Quería que Masham la cuidase y Sarah se fuese y la dejase en paz. No quería volver a verla.
Pero Sarah estaba dando órdenes imperiosas.
—Traed caldo para su majestad. Sí, señora Morley, os sentará bien. Debéis comer. Os dará fuerzas.
Trajeron el caldo y Ana lo sorbió sin paladearlo.
—Ahora —dijo Sarah—, encargaré un plato realmente alimenticio. Os sentiréis mucho mejor cuando hayáis comido algo bueno de verdad. Hice bien en sacaros de aquella horrible casa. No os convenía quedaros.
Sarah salió y, al cabo de unos momentos, llamaron ligeramente a la puerta.
Ana dijo que entrase la persona que llamaba y, cuando vio quién era, lanzó un grito de alegría. Abigail corrió hacia ella, se arrodilló a sus pies y le besó las manos.
—Masham..., ¡querida Masham! —exclamó la reina.
Abigail levantó la cara para mirar a la reina; tenía la suya mojada de lágrimas. La reina le tendió las manos.
—¡Qué consuelo tenerte conmigo, querida! Quédate... quédate aquí.
Sarah volvió y las encontró juntas.
El príncipe yació con gran pompa en Kensington durante quince días, antes de que su cuerpo fuese conducido a la Cámara Pintada de Westminster. Durante aquel tiempo, Ana mantuvo a Abigail con ella, aunque Sarah se negó a abandonar la corte. Sus cargos exigían su presencia, declaró.
La reina pasaba sus días haciendo planes para las exequias y buscando consuelo en Abigail. Sarah lo observaba todo con disgusto. Era indecoroso, dijo a Danvers. A la reina no le importaba nada el príncipe y sí las ceremonias.

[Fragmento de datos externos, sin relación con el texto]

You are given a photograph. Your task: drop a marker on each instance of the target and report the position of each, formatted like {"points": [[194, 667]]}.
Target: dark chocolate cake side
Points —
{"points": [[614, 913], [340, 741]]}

Como la reina estaba claramente desconsolada, aquella declaración parecía muy extraña, pero nadie se atrevía a discrepar con la duquesa de Marlborough.
Ana deseaba que todo el país comprendiese que estaban viviendo un período de luto y ordenó que se cerrasen todos los teatros. En cuanto a ella, permanecía en el gabinete verde, viendo solamente a sus ministros y a unos pocos servidores. Abigail la atendía constantemente y la duquesa permanecía en St. James.
Sarah se impresionó al ver el cambio que se había producido en Abigail, la cual, según dijo a Godolphin, se había vuelto arrogante y olvidado completamente el hecho de que sólo era una humilde camarera.
Las exequias se celebraron tal como Ana había deseado, con la máxima pompa, en una ceremonia imponente a la luz de las antorchas y a la que asistieron todos los ministros y funcionarios importantes.
Pero la principal preocupación de los ministros de la reina —whigs y tories— no era la muerte del marido de la soberana, sino el cambio en el favor de la reina, que había pasado de la duquesa de Marlborough a la señora Masham.